1

I've been reading answers that explains how to get the size of a string, size in memory or size in file:

My intention is to detemine the amount of bytes that a string will occupy, in specified encoding, when written to file.

However, my function does not return the expected result when I check the size of a string for Encoding.UTF8, Encoding.Unicode (UTF-16) or Encoding.UTF32.

This is what I'm doing:

''' ----------------------------------------------------------------------
''' <summary>
''' Gets the size, in bytes, of how much a string will occupy when written to a file.
''' </summary>
''' ----------------------------------------------------------------------
<DebuggerStepThrough>
<Extension>
Public Function SizeInFile(ByVal sender As String,
                           Optional ByVal encoding As Encoding = Nothing) As Integer

    If (encoding Is Nothing) Then
        encoding = System.Text.Encoding.Default
    End If

    Return encoding.GetByteCount(sender)

End Function

This is how I'm testing it, in the code below, the function says the string size is 2 bytes, but when written to a file the filesize is 4 bytes:

Dim str As String = "Ñ"
Console.WriteLine(String.Format("Size of String : {0}", str.SizeInFile(Encoding.Unicode)))

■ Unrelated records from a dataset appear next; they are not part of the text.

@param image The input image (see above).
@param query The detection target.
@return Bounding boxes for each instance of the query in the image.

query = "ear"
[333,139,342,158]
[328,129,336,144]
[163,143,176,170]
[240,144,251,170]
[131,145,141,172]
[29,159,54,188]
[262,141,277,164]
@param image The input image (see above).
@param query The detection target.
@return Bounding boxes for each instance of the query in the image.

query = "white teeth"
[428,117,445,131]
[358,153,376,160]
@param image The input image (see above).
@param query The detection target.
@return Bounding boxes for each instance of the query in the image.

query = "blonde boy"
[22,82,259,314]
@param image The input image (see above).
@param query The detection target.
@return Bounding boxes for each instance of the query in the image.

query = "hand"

File.WriteAllText(".\Test.txt", str, Encoding.Unicode)
Console.WriteLine(String.Format("Size of txtfile: {0}", New FileInfo(".\Test.txt").Length))

What am I missing to perform an efficient evaluation of the string size?.

In C# or VB.NET.

Community
  • 1
  • 1
ElektroStudios
  • 19,105
  • 33
  • 200
  • 417

1 Answers1

4

A file may begin with a byte order mark (called BOM) that helps the reader to detect what encoding was used.

The BOM for UTF8 is 3 bytes EF,BB,BF

For UTF16 (Encoding.Unicode) 2 bytes FEFF (encoded as either big endian or little endian depending on the encoding)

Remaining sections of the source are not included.